Rufus's top picks for Montreal
(1) "Miami (3831 St. Laurent, 514-845-2300) is a typical dive bar with a crummy pool table and bad art. I basically had my comeuppance there. I learned how to drink there and keep my balance. There are a lot of disenfranchised youth who hang out--people who are so-called artists. There's a very small terrace in the back that nonetheless has a lot of charm."
(2) "There was a place I played a lot called Cafe Sarajevo (2080 Clark, 514-284-5629)--it's a bar that's run by this incredible survivor named Osman. He's had about four or five wives, and they all still sort of work there. I used to play there and sing every weekend--it's where I got my chops. It's interesting because a lot of the people who hung out there were refugees from the Bosnian war. So they were a pretty tough audience."
(3) "Notre-Dame Street, which is down in the English part of town, is full of the most incredible antique and thrift shops, including the Salvation Army. I wrote a song on my first record called 'Sally Ann,' which is actually the Canadian abbreviation for Salvation Army. You can get some beautiful deals down there--like huge Victorian fireplaces."

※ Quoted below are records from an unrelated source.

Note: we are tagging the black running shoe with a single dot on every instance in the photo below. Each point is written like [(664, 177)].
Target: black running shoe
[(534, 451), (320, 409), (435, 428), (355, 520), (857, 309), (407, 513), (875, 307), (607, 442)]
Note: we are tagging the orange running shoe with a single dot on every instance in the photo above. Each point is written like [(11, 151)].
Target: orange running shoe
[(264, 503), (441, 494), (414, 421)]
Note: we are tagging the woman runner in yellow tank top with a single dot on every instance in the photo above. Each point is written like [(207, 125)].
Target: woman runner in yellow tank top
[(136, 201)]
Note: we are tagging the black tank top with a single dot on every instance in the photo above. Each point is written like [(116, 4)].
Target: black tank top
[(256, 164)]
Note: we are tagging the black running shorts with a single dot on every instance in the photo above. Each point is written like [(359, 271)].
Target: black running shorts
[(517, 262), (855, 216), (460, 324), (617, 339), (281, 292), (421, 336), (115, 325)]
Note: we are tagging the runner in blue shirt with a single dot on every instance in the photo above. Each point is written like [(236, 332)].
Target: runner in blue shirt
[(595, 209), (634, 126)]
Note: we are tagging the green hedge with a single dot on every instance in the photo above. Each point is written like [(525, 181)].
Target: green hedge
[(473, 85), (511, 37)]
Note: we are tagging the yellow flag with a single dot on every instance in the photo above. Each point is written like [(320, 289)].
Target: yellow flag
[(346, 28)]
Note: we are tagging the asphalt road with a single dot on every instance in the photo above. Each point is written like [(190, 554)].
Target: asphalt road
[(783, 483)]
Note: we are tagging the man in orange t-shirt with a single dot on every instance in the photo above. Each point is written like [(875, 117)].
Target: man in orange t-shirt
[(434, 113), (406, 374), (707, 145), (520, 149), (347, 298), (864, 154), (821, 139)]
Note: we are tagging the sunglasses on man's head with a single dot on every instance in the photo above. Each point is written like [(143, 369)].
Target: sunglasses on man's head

(4) "Mado's (1115 St. Catherine, 514-525-7566) is a bar run by a drag queen named Mado who was once very famous in Montreal. She'd recount her adventures, all the time knocking back shooters and getting extremely drunk but always maintaining a superior wit. It's very postmodern drag--that kind of drag that has been delivered from the Barbra Streisand imitations. There are always a lot of cute boys there."
(5) "There's another place called Unity II (1171 St. Catherine, 514-523-4429), which is a big gay club abounding with beautiful French-Canadian suburbanites. They're the type of people you don't see on the street every day--you're always like, where the hell did these people come from? It has a beautiful roof terrace that overlooks the whole gay village."
(6) "The mountain (Mount Royal Park), in the middle of the city, is amazing. You can get everything from Haitian voodoo stuff with chickens tied up in trees to weird hippie bong people. It also has this gorgeous Protestant cemetery that looks exactly like something from Edward Gorey. In 'In My Arms' I wrote About 'looking at hospitals Victorian." Right next to the park is that hospital. It looks like an ominous haunted Victorian building."